Radioactive Tuna Live in California


Chicken of the Sea, also known as tuna, is bringing radioactive fallout to the shores of Califonia.  Scientist are “kind of startled” that a blue fin, that traveled 6,000 miles would still have high levels of radiation.  Plankton and smaller fish were discovered with raised levels of radiation from the waters off Japan after the nuclear reactor at Fukushima was damaged in the magnitude-9 earthquake, but to find elevated levels off the US coast in a large fish is disconcerting.

One of the largest and speediest fish, Pacific bluefin tuna can grow to 10 feet and weigh more than 1,000 pounds. They spawn off the Japan coast and swim east at breakneck speed to school in waters off California and the tip of Baja California, Mexico.

Five months after the Fukushima disaster, Fisher of Stony Brook University in New York and a team decided to test Pacific bluefin that were caught off the coast of San Diego. To their surprise, tissue samples from all 15 tuna captured contained levels of two radioactive substances — ceisum-134 and cesium-137 — that were higher than in previous catches.

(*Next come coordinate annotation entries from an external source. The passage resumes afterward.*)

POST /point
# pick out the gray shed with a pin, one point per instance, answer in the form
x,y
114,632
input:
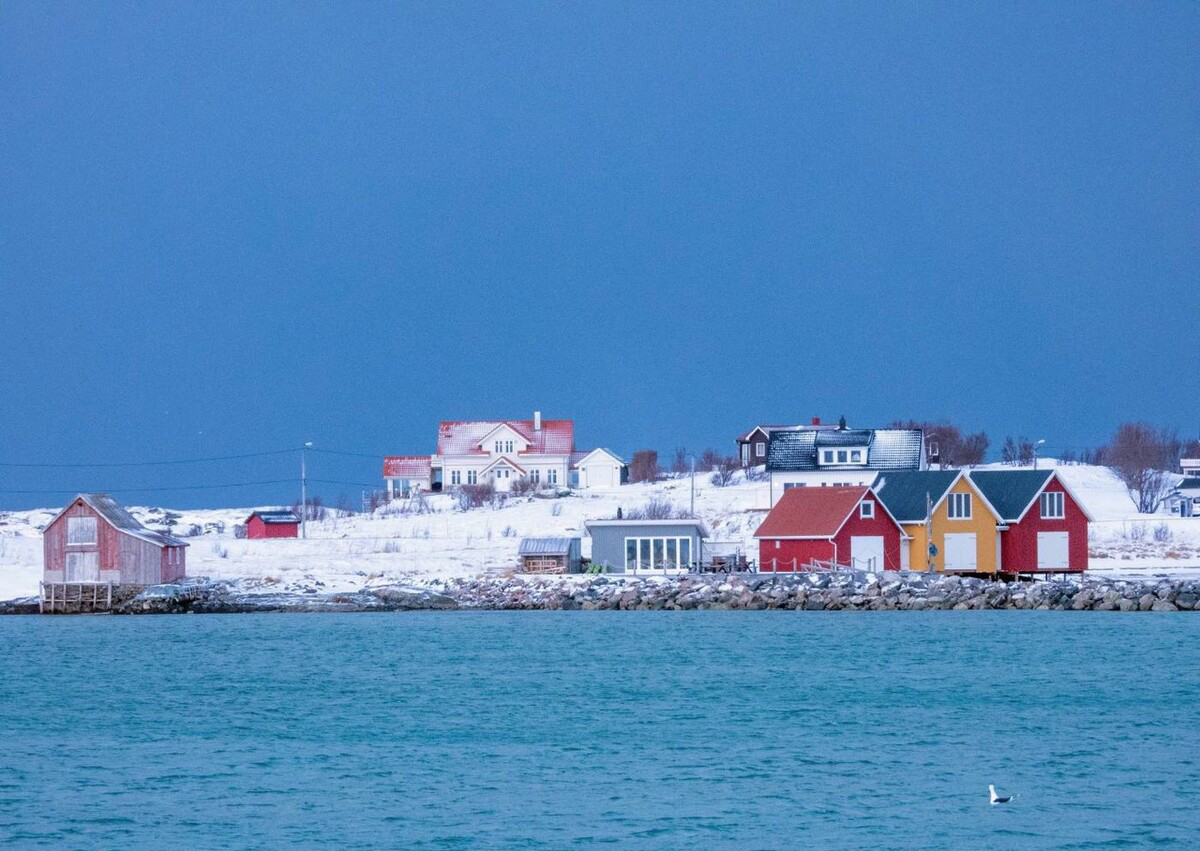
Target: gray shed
x,y
633,545
549,555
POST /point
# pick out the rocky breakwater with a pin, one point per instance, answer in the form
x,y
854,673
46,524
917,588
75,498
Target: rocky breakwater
x,y
208,597
820,592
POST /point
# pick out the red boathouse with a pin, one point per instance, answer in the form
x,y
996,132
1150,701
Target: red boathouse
x,y
96,540
273,525
822,526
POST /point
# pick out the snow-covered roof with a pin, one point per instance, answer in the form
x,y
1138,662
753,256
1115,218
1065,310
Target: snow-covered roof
x,y
556,437
886,448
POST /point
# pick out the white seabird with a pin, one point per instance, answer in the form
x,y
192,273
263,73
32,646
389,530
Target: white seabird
x,y
996,798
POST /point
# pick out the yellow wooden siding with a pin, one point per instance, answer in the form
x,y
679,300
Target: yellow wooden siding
x,y
982,523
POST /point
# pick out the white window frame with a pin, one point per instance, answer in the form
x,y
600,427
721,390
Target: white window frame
x,y
82,523
1056,502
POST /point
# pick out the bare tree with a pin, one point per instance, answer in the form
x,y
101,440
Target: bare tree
x,y
1141,457
645,466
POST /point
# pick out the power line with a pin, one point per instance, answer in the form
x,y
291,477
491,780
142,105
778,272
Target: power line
x,y
150,463
160,490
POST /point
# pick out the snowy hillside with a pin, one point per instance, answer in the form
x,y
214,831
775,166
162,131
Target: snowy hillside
x,y
343,553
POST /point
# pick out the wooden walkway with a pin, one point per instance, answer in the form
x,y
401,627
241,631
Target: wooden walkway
x,y
75,598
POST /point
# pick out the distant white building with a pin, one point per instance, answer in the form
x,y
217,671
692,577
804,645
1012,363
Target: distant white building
x,y
502,453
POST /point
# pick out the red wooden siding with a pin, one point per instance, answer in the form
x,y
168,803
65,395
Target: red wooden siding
x,y
1019,543
257,528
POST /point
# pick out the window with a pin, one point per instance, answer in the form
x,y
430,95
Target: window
x,y
1053,505
81,531
657,553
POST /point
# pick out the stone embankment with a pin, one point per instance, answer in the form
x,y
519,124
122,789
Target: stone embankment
x,y
805,592
822,592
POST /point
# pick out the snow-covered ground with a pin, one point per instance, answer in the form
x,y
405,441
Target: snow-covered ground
x,y
345,553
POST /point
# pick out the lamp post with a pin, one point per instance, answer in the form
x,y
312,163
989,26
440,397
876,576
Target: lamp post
x,y
304,489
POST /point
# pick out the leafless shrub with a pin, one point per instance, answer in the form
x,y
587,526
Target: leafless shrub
x,y
1140,456
655,509
724,472
645,466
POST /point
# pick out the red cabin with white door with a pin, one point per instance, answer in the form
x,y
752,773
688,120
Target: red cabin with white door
x,y
844,526
96,540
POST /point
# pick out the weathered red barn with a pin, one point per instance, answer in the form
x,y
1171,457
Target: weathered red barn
x,y
1044,525
96,540
273,525
845,526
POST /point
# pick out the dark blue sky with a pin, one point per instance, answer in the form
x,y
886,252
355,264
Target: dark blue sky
x,y
233,227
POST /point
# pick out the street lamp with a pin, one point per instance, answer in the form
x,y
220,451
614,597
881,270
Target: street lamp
x,y
304,489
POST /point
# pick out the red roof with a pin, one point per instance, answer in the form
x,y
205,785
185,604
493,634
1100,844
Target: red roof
x,y
556,437
407,467
811,511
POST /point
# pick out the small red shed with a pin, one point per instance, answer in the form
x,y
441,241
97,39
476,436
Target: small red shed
x,y
845,526
273,525
1044,525
96,540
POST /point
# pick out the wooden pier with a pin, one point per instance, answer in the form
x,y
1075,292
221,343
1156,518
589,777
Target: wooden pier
x,y
75,598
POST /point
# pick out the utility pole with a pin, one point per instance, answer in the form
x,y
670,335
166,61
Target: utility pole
x,y
304,489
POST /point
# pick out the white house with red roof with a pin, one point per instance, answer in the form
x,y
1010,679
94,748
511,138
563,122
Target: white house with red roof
x,y
502,453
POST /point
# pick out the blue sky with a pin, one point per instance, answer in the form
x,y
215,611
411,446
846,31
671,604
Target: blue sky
x,y
233,227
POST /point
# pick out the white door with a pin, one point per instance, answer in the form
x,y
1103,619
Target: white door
x,y
1053,550
867,552
960,552
83,567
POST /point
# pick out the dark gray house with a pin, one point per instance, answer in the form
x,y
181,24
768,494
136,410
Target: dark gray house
x,y
840,456
635,545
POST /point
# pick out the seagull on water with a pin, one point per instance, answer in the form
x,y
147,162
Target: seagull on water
x,y
996,798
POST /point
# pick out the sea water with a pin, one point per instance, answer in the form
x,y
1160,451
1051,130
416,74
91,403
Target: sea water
x,y
576,730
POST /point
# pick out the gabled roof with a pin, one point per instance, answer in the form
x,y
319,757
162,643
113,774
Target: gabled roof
x,y
276,517
815,511
556,437
904,491
504,460
120,520
886,448
579,457
406,467
1013,492
546,546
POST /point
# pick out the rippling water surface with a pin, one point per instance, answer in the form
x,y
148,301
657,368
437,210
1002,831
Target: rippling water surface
x,y
573,730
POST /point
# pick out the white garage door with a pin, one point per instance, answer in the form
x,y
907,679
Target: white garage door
x,y
867,552
960,551
1053,550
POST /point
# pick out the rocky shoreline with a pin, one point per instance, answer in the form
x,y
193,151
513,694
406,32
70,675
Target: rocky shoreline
x,y
803,592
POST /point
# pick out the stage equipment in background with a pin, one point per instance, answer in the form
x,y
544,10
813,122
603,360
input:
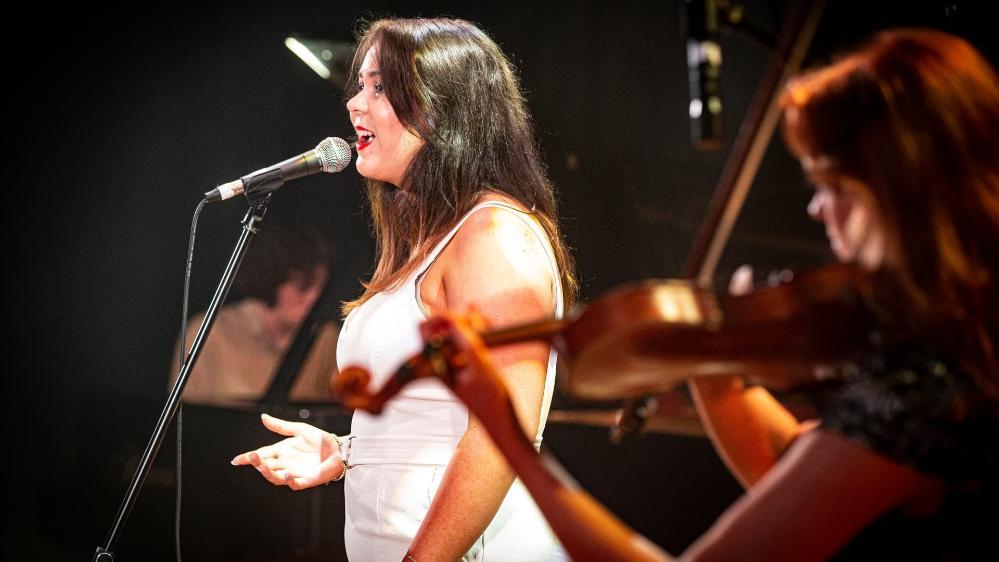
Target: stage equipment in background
x,y
329,59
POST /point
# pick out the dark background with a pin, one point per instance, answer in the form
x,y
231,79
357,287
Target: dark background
x,y
123,116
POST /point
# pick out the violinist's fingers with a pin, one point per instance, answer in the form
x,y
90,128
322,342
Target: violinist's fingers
x,y
742,281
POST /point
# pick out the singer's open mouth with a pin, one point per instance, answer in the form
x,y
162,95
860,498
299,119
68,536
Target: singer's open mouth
x,y
364,139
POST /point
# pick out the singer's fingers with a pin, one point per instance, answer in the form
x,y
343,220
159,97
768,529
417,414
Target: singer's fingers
x,y
278,478
280,426
241,459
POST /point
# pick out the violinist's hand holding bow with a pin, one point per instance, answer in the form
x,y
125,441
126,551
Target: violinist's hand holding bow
x,y
308,457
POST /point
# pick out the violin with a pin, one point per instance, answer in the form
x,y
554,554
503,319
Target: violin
x,y
648,337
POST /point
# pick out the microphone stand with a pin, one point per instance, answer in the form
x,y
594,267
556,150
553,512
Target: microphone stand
x,y
254,215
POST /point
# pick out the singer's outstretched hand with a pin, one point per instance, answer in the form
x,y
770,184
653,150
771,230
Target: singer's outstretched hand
x,y
308,457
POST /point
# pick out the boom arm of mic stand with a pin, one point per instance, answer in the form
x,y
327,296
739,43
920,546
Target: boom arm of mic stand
x,y
254,216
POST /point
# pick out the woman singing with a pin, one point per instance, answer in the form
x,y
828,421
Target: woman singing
x,y
465,218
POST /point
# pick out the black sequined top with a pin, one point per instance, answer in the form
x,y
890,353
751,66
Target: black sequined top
x,y
907,404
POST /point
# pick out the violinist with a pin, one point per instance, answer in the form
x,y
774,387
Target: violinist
x,y
901,141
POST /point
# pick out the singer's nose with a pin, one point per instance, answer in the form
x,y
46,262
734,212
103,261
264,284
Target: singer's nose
x,y
356,104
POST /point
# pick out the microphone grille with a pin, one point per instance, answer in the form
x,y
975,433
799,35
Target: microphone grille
x,y
335,154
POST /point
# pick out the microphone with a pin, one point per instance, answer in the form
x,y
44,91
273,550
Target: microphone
x,y
703,71
331,155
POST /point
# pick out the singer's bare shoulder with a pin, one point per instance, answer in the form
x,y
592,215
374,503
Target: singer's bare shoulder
x,y
498,264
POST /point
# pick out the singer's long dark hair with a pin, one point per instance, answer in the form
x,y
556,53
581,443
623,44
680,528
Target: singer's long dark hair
x,y
923,139
451,86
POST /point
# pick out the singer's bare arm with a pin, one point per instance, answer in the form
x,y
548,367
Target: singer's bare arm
x,y
496,265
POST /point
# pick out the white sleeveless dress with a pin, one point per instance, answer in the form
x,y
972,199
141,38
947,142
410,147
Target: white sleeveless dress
x,y
399,457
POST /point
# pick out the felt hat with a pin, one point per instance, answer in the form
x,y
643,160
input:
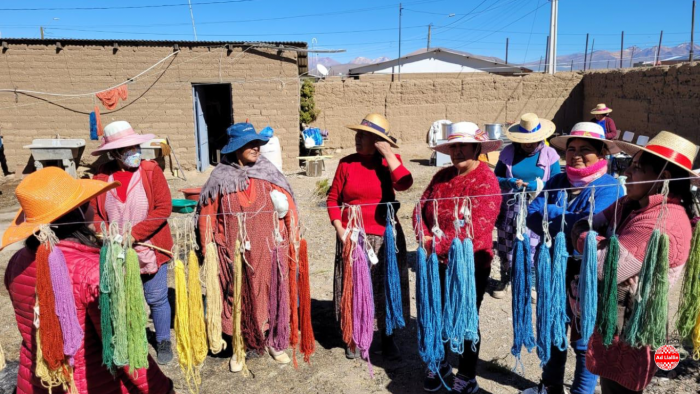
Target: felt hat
x,y
47,195
601,109
240,134
377,125
585,130
666,145
530,129
120,134
468,133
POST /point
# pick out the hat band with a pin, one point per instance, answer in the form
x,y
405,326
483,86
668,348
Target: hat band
x,y
524,130
671,155
375,126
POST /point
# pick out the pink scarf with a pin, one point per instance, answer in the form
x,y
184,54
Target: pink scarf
x,y
581,177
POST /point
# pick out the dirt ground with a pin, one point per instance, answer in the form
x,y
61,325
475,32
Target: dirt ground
x,y
329,371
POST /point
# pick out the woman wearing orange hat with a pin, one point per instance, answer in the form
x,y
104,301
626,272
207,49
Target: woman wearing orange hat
x,y
54,213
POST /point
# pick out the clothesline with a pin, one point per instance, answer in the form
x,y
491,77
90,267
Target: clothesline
x,y
456,198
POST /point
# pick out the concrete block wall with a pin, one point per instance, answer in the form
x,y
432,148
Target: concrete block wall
x,y
265,89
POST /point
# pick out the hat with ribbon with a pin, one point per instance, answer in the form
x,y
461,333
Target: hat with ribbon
x,y
239,134
47,195
377,125
585,130
120,134
467,133
669,146
601,109
531,129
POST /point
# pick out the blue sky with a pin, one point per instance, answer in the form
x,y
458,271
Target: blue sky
x,y
366,28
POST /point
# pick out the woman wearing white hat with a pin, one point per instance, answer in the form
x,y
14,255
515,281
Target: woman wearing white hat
x,y
569,196
622,368
522,165
144,201
466,177
601,115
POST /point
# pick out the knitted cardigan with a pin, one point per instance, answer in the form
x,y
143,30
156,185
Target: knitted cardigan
x,y
447,183
633,368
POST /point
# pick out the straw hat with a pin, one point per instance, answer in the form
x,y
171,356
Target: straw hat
x,y
120,134
668,146
377,125
468,133
588,131
601,109
530,129
45,196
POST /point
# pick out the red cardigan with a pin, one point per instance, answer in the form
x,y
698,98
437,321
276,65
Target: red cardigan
x,y
361,180
90,375
445,184
160,205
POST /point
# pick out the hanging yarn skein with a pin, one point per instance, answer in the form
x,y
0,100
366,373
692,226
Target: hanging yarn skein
x,y
392,286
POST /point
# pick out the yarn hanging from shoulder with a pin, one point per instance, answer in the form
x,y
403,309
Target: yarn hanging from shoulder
x,y
392,285
308,342
635,323
689,305
607,312
588,285
653,332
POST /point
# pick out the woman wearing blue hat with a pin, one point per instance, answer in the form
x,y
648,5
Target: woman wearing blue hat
x,y
248,200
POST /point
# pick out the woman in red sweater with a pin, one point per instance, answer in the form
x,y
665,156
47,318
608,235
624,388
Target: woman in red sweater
x,y
622,368
369,178
144,201
467,177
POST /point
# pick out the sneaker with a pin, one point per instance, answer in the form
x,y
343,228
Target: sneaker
x,y
164,352
433,382
463,384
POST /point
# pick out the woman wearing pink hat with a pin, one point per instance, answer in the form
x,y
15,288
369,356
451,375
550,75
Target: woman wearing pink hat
x,y
144,201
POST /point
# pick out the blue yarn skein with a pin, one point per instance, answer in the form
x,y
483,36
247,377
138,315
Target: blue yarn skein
x,y
392,285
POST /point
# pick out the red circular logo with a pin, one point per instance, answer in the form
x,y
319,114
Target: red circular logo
x,y
667,357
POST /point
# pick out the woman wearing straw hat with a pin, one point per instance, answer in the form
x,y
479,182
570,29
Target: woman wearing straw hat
x,y
144,201
522,165
570,194
370,179
466,177
623,368
602,116
55,209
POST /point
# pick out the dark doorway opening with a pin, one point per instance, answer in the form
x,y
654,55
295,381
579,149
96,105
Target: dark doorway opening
x,y
213,114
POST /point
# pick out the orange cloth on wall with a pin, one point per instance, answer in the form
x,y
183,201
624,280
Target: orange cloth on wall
x,y
110,98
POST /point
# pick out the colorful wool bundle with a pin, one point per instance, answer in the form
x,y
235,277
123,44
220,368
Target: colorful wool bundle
x,y
689,305
392,286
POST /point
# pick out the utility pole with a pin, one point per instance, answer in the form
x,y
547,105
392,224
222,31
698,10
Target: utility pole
x,y
692,34
622,46
585,54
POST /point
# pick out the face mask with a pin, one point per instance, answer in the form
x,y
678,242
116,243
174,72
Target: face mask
x,y
131,158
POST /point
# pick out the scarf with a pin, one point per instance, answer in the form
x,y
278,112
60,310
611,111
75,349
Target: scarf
x,y
581,177
229,177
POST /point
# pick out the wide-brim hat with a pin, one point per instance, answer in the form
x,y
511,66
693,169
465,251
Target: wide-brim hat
x,y
585,130
601,109
668,146
118,135
240,134
531,129
47,195
467,133
377,125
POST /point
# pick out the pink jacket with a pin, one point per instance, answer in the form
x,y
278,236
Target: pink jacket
x,y
90,375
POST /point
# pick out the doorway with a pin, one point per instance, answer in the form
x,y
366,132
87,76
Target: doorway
x,y
213,114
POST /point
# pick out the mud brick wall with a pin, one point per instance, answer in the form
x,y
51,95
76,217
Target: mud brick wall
x,y
265,90
412,105
646,101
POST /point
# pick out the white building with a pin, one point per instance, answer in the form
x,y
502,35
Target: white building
x,y
439,60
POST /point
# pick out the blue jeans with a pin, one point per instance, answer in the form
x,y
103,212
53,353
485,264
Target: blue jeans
x,y
155,289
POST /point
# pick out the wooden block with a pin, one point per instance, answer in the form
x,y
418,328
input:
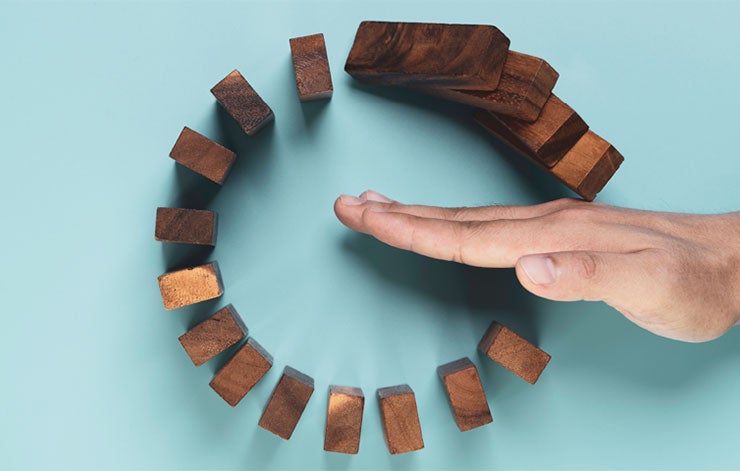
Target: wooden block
x,y
186,226
428,55
513,352
214,335
202,155
239,375
287,403
465,393
242,103
311,66
525,86
344,419
400,419
190,285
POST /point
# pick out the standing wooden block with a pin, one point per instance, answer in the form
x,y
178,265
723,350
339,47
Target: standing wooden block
x,y
186,226
202,155
400,419
242,103
344,419
428,55
287,403
239,375
311,66
465,393
214,335
190,285
513,352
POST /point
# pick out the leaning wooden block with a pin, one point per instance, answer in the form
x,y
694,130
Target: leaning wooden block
x,y
287,403
428,55
311,66
239,375
344,419
190,285
513,352
214,335
465,393
242,103
400,419
202,155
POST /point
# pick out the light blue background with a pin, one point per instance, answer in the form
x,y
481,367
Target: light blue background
x,y
93,95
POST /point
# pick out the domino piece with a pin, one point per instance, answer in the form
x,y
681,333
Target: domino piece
x,y
202,155
344,419
190,285
214,335
242,103
465,393
311,66
239,375
186,226
287,403
428,55
400,419
513,352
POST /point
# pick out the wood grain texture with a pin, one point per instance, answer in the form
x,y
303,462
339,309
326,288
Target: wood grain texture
x,y
311,67
214,335
513,352
344,419
190,285
239,375
465,394
428,55
202,155
186,226
287,403
242,103
400,419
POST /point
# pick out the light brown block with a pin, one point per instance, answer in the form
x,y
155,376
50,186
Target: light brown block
x,y
239,375
190,285
513,352
344,419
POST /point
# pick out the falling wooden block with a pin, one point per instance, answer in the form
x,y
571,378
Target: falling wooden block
x,y
513,352
344,419
214,335
428,55
190,285
311,66
400,419
239,375
465,393
186,226
287,403
202,155
242,103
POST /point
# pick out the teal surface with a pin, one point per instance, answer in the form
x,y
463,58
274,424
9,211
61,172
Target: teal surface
x,y
92,97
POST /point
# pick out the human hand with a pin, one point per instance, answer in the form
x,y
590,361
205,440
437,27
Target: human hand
x,y
676,275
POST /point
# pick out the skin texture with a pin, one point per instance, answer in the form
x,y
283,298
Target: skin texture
x,y
676,275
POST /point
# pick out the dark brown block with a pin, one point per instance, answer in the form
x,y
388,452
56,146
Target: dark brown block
x,y
287,403
239,375
186,226
400,418
242,103
311,66
344,419
513,352
465,393
214,335
190,285
428,55
202,155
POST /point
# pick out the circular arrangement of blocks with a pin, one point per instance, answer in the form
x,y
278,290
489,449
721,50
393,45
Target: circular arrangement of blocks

To rule out the possibility that the radiation was carried by ocean currents or deposited in the sea through the atmosphere, the team also analyzed yellowfin tuna, found in the eastern Pacific, and bluefin that migrated to Southern California before the nuclear crisis. They found no trace of cesium-134 and only background levels of cesium-137 left over from nuclear weapons testing in the 1960s.

If scientists are baffled by the travaling radioactive tuna, shouldn’t we also be concerned?